Die Stuben der Psychiatrien und Psychologen, Lebensberater und Coaches sind gefüllt. Die Betten der psychiatrischen Einrichtungen sind überbelegt. Eine Identitätskrise ist in jedem Lebensabschnitt zu erwarten. Das Normale ist das Wahnsinnige. Das Normale ist wahnsinnig dergestalt, dass das Wahnsinnige normal ist. Hypernormalität.
Die Menschen zerbrechen. Auslösende Ereignisse mögen variieren. Einige anerkennen, handeln und lassen sich therapieren. Andere verdrängen, schikanieren und versuchen mit Ersatzhandlungen zu funktionieren. Die Bewältigungsstrategien sind naturgemäss unterschiedlich. Erziehung, Kultur, Kontext, Umfeld beeinflussen wesentlich deren Auswahl.
Draussen in der Normalität wuchert der Wahnsinn. Das Stimmungsbild der Gesellschaft ist düster. Zwischenmenschliche Beziehungen verschwenden etliche psychische Energien auf Banalitäten. Die Gesellschaft als Gesamte toleriert Widersprüche. Die Gesellschaft honoriert zweifelhaftes Verhalten, aber verwahrt vermeintlich Unangepasste und Unnachgiebige
Junge wie Alte berauschen sich, müssen spülen, damit sie im Alltag fristen können. Der Dschungel der Grossstadt züchtet neurotische Menschen. Die Kampfzonen sind maximiert. Alle Lebensbereiche sind im Wettbewerb und im Dauervergleich. Das fragile Selbst versucht sich zu verorten und zu stabilisieren. Es schwankt und irrt.
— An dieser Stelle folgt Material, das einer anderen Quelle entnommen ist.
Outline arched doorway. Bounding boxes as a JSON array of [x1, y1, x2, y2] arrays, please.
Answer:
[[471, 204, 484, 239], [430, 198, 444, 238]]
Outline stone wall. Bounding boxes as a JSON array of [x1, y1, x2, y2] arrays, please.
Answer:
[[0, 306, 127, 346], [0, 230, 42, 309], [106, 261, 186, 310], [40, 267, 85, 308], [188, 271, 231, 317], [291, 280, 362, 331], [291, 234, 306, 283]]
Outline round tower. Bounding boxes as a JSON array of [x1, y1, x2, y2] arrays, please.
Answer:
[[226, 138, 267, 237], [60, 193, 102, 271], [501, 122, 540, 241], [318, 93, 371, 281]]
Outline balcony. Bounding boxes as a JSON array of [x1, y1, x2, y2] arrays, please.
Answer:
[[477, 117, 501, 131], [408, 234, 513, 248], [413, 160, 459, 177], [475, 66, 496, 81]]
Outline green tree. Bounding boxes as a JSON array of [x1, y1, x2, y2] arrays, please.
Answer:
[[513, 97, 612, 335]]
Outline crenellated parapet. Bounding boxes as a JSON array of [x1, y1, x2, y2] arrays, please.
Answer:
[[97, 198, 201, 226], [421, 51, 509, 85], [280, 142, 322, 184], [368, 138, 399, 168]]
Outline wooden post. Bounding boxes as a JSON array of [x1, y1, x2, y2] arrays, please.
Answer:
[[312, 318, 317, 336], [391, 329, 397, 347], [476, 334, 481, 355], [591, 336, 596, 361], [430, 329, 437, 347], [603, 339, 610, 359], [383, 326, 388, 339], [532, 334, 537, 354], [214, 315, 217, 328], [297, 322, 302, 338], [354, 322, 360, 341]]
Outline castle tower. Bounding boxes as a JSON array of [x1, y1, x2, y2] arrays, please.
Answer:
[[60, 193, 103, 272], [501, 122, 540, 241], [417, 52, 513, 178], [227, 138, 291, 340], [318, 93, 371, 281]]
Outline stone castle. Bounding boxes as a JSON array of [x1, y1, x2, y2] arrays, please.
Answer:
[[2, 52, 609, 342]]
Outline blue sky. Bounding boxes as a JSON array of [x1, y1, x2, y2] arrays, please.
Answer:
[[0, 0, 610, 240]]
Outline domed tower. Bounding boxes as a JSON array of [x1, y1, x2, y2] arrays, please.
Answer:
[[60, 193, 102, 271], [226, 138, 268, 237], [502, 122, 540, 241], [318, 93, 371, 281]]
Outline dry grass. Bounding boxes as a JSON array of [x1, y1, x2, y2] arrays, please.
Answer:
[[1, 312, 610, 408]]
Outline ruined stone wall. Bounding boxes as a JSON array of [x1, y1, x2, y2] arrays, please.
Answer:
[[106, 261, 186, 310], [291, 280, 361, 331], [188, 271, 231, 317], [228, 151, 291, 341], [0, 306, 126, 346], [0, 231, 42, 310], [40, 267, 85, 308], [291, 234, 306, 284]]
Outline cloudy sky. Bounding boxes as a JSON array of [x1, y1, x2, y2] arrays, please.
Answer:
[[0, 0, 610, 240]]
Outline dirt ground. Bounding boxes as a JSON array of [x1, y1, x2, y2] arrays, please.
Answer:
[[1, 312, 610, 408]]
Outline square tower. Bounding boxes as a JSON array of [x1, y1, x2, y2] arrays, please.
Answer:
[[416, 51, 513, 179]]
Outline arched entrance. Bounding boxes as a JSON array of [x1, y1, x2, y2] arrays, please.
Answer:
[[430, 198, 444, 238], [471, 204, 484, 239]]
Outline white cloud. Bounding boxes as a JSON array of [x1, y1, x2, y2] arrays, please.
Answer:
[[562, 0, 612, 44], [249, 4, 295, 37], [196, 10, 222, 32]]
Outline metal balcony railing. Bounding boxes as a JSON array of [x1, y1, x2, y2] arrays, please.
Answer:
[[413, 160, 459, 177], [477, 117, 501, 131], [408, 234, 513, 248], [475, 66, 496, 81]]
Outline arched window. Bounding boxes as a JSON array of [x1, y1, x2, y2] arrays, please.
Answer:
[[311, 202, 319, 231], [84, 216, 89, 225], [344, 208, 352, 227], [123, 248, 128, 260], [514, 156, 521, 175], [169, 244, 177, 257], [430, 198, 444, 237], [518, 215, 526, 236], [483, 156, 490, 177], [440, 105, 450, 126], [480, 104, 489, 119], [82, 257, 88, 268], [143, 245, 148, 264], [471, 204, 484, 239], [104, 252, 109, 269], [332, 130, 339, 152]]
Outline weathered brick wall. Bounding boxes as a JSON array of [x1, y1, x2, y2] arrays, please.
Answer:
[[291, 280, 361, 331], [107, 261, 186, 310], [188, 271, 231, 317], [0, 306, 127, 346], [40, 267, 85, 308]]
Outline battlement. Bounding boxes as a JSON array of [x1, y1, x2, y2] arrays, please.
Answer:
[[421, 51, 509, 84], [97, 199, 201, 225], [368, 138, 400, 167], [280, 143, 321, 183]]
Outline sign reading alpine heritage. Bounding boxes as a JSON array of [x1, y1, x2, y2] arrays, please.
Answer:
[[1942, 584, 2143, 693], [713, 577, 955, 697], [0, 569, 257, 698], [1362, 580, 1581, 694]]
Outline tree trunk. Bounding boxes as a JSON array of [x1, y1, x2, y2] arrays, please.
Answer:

Der grösste Wahnsinn ist die Normalität. Das normale Leben ist absurd. Die Last des Universums, der Weltschmerz, die Ungerechtigkeit, die Ausbeutung der Natur, die Sinnlosigkeit der Lohnabhängigkeit, die Bedeutungslosigkeit der eigenen Existenz im kosmologischen Kontext – das alles haben wir zu schultern.
Zudem beobachten wir die Überforderung und Ohnmacht unserer geliebten Mitmenschen, innerhalb dieser Welt sich zu arrangieren. Manche verlieren wir dem Alkohol, andere im alles durchdringenden Selbstzweifel, andere in den Kompensationshandlungen. Andere in unglücklich gewählten spezialisierten Einrichtungen. Nirgends und niemand ist sicher.
Es sind alle betroffen und trifft irgendwann jeden. Niemand ist sicher. Man kann anfänglich Widerstand leisten. Doch wir alle brechen. Wir sind schutzlos ausgeliefert. Das Ich im freudschen Sinne war nie «Herr im Haus». Nietzsche nahm uns Gott, Freud die Überzeugung, dass wir unsere Psyche beherrschen könnten. Niemand kann’s.
Wir sind alle verloren. Manche wissen es bloss noch nicht. Ein winziges Ereignis kann uns übermannen.